Zusammengefasst fallen einige Probleme bzw. Grenzen in der „formalen Bildungstheorie“ auf.

Jank/Meyer sind sich in ihrem Buch „Didaktische Modelle“ bewusst, dass die formale Bildungstheorie nicht alleine Bestand hat. Bis zum Verfassen des Buches ist es allerdings niemandem gelungen eine allgemein gültige Bildungstheorie zu entwickeln. Es wird die Vereinigung von der „formalen Bildungstheorie“ mit der „materialen Bildungstheorie“ vorgeschlagen.

So werden Individuen, aus unserer Sicht, als gebildete Subjekte angesehen, indem nur ihre Bildung bzw ihr wachsender Bildungsstand betrachtet wird. Dadurch wirkt das Modell bzw. die Theorie sehr ideologisch. Keine Person strebt nur einen wachsenden Bildungstand an. Auch die Erziehung und soziale Kompetenzen sind von Bedeutung.

Des Weiteren sind uns einige Grenzen aufgefallen bzgl. der Theorie der funktionalen Bildung. Grenzen dieser Bildungstheorie liegen in erster Linie bei der Entfaltung der inneren Kräfte (im Bezug auf die funktionale Bildung): Wie sind sie messbar? Sind sie es überhaupt? Ist Individualität vorhanden, wenn jeder Mensch die gleichen Kräfte besitzt? – Jeder Mensch soll sich frei entfalten und wird sich auf andere Art und Weise als sein Nachbar entfalten. Allerdings geht aus diesem Schaubild nicht hervor, ob es unterschiedlich hohe Ausprägungen dieser Kräfte gibt oder ob eine Kraft eine andere ausgleicht und somit stärker ausgeprägt ist als eine andere. Was ist mit geistig oder körperlich beeinträchtigten Menschen? – Sie besitzen in Anbetracht ihrer Behinderung eine weniger große bestimmte Kraft. Hat eine geistige Behinderung eine schwach ausgeprägte geistige Kraft zur Folge und sind somit die anderen vielleicht stärker ausgeprägt zum Ausgleich? All das sind Fragen, die von dieser Theorie und diesem Schaubild nicht oder nur unvollständig beantwortet werden. Die methodische Bildung lässt weniger Grenzen offen. Allerdings ist dieser Teil auch nicht frei von Problemen: Diese Theorie geht davon aus, dass jeder gebildet ist, der das „Lernen gelernt hat“, also mit Methoden umgehen kann.
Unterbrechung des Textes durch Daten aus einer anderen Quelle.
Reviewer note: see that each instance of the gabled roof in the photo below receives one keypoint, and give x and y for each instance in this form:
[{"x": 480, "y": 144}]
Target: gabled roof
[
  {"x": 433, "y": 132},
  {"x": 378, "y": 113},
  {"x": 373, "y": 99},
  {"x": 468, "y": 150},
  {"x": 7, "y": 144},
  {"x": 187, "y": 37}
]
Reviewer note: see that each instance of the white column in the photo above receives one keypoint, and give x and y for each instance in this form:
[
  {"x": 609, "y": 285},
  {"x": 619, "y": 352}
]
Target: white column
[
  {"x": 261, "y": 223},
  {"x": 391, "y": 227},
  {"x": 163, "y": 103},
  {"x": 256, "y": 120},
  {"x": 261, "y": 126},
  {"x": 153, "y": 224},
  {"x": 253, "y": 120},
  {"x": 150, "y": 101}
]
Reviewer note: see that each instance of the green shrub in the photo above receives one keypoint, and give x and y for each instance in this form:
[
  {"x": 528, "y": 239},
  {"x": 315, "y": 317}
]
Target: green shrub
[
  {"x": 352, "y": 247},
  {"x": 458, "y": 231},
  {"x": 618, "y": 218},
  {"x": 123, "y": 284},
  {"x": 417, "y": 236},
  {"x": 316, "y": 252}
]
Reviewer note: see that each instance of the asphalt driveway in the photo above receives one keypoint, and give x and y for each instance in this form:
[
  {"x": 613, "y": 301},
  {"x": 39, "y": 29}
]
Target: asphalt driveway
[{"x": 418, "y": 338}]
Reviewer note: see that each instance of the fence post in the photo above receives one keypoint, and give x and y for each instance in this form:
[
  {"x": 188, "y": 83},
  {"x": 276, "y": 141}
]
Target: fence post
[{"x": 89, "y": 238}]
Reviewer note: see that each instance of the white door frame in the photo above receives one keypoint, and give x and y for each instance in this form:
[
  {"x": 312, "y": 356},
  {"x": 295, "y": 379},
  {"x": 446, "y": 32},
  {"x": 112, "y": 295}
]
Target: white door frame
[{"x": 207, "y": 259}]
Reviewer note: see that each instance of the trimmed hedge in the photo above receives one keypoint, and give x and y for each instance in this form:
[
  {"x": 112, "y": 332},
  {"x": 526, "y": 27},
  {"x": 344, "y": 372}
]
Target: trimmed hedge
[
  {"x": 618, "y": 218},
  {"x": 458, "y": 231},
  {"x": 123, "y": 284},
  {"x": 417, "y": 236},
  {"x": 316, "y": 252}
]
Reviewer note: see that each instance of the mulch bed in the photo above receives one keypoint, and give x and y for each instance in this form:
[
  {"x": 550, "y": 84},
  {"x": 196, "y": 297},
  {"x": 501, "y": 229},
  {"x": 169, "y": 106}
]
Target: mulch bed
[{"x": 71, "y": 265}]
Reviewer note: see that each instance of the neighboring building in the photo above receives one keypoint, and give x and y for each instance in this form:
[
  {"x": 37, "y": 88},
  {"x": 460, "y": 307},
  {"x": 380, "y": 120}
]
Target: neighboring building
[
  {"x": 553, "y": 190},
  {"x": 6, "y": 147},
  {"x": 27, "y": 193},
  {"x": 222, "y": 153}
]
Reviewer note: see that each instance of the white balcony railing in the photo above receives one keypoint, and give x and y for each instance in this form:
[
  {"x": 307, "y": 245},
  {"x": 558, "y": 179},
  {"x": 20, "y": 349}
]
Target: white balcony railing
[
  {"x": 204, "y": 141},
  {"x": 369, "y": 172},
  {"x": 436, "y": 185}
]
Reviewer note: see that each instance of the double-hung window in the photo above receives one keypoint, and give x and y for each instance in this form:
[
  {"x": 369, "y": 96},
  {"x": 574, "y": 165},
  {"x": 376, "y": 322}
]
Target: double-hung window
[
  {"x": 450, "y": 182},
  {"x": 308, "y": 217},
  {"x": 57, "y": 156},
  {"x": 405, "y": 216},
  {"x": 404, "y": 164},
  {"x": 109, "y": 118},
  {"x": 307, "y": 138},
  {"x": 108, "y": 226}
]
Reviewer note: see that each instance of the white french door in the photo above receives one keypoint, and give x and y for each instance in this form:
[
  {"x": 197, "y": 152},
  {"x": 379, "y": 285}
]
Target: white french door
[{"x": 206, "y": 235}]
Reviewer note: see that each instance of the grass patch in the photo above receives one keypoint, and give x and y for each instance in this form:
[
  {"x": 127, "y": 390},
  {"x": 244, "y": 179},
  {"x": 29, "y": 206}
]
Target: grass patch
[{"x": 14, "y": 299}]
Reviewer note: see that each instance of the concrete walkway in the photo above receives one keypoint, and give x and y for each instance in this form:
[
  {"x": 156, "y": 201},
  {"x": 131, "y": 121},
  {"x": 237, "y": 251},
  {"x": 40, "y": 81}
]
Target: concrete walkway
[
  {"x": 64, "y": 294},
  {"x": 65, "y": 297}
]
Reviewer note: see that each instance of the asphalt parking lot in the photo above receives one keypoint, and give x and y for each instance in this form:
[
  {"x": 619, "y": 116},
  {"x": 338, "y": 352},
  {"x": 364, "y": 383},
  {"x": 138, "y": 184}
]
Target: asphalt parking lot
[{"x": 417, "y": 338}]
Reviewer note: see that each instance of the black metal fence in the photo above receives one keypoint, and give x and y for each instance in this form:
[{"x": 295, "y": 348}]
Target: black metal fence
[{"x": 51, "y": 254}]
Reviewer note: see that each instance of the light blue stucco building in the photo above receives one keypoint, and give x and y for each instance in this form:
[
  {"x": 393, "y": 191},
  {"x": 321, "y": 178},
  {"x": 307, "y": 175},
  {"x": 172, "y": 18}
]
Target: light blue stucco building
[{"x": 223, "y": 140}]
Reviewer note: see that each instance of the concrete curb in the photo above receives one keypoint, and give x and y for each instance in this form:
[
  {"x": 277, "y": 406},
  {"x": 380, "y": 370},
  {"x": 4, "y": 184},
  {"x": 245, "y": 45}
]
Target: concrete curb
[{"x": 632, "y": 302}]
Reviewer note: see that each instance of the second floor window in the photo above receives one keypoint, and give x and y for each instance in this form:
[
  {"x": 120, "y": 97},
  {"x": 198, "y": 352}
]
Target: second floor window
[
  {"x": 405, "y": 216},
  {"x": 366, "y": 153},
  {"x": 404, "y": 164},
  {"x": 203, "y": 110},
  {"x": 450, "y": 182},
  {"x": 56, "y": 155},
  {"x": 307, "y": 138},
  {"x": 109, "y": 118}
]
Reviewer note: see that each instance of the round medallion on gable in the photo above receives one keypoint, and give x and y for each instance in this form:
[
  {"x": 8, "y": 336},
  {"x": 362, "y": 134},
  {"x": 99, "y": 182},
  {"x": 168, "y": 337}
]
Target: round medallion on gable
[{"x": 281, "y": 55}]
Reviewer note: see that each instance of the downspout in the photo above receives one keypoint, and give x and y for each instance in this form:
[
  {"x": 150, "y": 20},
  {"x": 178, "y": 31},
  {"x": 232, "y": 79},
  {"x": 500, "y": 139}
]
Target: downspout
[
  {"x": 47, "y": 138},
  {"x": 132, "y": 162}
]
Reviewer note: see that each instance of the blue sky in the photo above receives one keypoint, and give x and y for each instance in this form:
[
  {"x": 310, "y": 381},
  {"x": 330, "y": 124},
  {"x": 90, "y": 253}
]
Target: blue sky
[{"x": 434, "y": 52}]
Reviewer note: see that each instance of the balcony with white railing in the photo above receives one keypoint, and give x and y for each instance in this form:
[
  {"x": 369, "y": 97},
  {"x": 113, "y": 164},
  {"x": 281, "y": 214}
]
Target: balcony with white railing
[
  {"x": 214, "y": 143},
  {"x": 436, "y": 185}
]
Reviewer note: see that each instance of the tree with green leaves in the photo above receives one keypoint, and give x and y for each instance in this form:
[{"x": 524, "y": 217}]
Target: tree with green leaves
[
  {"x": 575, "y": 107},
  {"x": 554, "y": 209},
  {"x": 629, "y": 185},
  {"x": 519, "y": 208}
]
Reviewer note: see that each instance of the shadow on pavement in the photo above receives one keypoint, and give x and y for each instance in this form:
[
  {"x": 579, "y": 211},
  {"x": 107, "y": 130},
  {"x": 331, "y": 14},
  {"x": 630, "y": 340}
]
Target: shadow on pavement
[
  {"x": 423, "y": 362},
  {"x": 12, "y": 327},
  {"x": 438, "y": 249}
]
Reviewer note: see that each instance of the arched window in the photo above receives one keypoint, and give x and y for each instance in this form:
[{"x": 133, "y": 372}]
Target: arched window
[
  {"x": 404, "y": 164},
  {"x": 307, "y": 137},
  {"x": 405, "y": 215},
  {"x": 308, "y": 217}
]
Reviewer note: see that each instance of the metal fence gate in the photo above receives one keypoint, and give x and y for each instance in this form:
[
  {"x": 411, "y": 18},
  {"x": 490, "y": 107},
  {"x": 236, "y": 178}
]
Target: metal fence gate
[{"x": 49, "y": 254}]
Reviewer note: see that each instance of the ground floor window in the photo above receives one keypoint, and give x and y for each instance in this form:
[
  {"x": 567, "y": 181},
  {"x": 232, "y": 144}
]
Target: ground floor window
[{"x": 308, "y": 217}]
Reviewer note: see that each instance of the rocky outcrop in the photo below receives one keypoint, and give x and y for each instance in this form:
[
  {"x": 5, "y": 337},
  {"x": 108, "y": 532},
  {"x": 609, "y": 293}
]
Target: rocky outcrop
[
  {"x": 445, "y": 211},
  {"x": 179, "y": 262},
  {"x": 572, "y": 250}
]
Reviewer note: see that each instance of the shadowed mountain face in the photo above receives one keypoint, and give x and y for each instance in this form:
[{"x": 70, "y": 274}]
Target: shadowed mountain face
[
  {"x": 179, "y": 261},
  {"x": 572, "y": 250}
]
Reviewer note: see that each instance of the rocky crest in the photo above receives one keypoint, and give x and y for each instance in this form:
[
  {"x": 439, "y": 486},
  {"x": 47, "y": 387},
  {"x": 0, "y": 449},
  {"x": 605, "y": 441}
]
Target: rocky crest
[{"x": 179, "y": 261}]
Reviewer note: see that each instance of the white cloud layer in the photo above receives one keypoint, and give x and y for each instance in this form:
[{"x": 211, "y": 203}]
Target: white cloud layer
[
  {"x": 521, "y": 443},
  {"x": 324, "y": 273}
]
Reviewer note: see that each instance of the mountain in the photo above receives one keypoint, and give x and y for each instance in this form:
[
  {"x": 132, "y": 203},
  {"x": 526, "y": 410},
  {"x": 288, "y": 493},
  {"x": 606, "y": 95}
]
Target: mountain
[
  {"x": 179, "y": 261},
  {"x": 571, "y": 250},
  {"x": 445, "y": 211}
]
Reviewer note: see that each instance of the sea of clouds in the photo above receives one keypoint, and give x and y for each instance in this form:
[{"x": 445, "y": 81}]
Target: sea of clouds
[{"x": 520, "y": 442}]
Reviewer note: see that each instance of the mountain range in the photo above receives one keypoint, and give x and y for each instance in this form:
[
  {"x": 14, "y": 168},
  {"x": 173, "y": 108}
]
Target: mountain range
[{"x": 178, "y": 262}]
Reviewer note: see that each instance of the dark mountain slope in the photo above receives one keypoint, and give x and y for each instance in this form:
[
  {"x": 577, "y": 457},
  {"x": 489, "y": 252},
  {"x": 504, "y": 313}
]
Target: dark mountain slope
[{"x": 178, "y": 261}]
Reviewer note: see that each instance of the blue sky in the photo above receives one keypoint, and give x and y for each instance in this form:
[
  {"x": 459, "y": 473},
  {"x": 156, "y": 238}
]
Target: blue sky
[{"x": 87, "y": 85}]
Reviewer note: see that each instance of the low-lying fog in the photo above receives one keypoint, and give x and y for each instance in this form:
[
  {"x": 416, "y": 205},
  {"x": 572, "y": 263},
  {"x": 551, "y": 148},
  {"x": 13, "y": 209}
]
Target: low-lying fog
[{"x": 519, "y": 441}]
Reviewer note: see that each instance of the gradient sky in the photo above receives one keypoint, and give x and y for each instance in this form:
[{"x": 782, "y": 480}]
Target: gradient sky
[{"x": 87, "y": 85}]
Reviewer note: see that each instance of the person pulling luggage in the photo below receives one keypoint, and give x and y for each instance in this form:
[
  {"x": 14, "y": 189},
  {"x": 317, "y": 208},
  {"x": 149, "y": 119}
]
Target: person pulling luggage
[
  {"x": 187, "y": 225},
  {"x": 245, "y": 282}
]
Genau darin kann eine Grenze gesehen werden, anscheinend reicht es aus, zu wissen wie man sich Wissen aneignet und schon ist man gebildet. Es bleibt fraglich, ob dieses Modell problemlos in der Praxis anwendbar ist.

Daher könnte man zu dem Schluss kommen, dass die Kombination aus beiden Theorien, also funktionaler und methodischer Art, wahrscheinlich ausschlaggebend ist, um als gebildet zu gelten.